Dial "M" for Museums
The Smithsonian American Art Museum has collaborated with seventy museums around the nation to bring eight exhibitions in our "Treasures to Go" tour to you!We culled our premier collection of folk art to create the traveling show Contemporary Folk Art: Treasures from the Smithsonian American Art Museum. Featuring more than seventy magical and approachable works by self-taught artists, Contemporary Folk Art opens tomorrow at The Cummer Museum of Art & Gardens in Jacksonville, Florida.

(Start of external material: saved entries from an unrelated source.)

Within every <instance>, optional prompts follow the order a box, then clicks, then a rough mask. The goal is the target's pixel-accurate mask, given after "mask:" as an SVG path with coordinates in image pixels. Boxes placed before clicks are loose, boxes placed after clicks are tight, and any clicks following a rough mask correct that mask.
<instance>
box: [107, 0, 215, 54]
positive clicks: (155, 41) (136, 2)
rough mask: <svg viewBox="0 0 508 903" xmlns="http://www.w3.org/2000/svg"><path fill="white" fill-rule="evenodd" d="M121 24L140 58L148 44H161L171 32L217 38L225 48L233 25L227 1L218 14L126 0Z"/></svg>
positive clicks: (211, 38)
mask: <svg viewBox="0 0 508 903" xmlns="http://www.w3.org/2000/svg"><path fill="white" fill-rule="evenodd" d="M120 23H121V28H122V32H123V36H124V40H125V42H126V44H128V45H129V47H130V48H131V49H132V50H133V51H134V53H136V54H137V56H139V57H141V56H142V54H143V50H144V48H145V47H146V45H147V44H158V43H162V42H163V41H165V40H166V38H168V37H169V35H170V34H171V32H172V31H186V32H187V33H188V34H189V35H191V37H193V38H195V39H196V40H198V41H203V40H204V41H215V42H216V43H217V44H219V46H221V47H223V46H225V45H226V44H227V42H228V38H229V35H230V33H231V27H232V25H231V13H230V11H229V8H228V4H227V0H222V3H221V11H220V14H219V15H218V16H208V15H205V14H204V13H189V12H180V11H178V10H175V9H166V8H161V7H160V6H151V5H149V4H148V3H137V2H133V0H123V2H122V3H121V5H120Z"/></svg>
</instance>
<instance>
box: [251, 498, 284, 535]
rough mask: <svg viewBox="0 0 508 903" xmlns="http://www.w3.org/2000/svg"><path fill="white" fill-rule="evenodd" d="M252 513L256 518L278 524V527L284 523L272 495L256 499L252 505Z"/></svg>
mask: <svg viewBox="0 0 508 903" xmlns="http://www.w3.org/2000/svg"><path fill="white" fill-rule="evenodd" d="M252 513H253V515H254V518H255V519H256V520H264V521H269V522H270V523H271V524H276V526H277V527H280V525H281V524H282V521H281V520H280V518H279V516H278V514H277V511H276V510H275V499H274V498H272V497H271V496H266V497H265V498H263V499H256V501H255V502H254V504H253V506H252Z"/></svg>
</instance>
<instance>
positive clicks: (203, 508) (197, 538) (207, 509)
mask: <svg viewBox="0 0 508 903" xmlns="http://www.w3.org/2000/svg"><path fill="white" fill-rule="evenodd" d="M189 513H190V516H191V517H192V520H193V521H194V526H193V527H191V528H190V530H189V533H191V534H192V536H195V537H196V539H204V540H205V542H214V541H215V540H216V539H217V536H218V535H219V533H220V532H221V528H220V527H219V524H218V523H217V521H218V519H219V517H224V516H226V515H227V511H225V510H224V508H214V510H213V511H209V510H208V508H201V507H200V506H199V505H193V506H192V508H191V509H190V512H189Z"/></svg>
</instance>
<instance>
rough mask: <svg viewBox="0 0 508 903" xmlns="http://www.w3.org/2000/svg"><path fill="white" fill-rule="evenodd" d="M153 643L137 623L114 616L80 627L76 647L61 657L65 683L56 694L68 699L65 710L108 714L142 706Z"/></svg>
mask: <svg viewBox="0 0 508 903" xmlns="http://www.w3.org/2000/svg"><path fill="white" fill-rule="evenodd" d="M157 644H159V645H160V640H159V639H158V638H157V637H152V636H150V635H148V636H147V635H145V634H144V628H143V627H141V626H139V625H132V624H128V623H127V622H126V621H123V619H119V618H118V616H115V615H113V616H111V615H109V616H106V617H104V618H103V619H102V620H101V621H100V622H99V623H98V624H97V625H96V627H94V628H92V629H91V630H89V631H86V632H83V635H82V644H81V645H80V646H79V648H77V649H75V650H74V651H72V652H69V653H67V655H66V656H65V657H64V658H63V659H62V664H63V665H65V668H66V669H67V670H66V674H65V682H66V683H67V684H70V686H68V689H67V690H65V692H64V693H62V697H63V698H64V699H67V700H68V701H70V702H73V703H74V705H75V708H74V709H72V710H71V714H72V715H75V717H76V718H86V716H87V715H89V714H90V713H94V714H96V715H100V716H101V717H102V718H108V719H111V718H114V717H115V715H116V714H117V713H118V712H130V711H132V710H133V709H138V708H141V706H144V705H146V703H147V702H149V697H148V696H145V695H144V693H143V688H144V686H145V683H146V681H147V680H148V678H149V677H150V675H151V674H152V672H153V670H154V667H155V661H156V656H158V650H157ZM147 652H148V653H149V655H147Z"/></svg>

Top of the Line (Steel) by Thornton Dial Sr. is a standout. This Alabama steelworker made Top of the Line in response to the 1992 riots in Los Angeles. As he followed the news coverage, Dial was struck by how quickly the demonstration of social outrage degenerated into widespread burning and looting of area businesses. Here, figures grasping at salvaged parts of air conditioners, refrigerators, and automobiles suggest the act of looting. Dial believed it resulted in part from the frustration of people who produce "top of the line" industrial goods but cannot afford to buy them.
Source: Lynda Hartigan. Contemporary Folk Art: Treasures from the Smithsonian American Art Museum (exhibition text, Smithsonian American Art Museum, 1999).
Pictured: Thornton Dial, Sr., born 1928, Top of the Line (Steel), 1992, mixed media: enamel, unbraided canvas roping, and metal on plywood, 65 x 80 7/8 x 7 7/8 in., Smithsonian American Art Museum, Gift from the collection of Ron and June Shelp.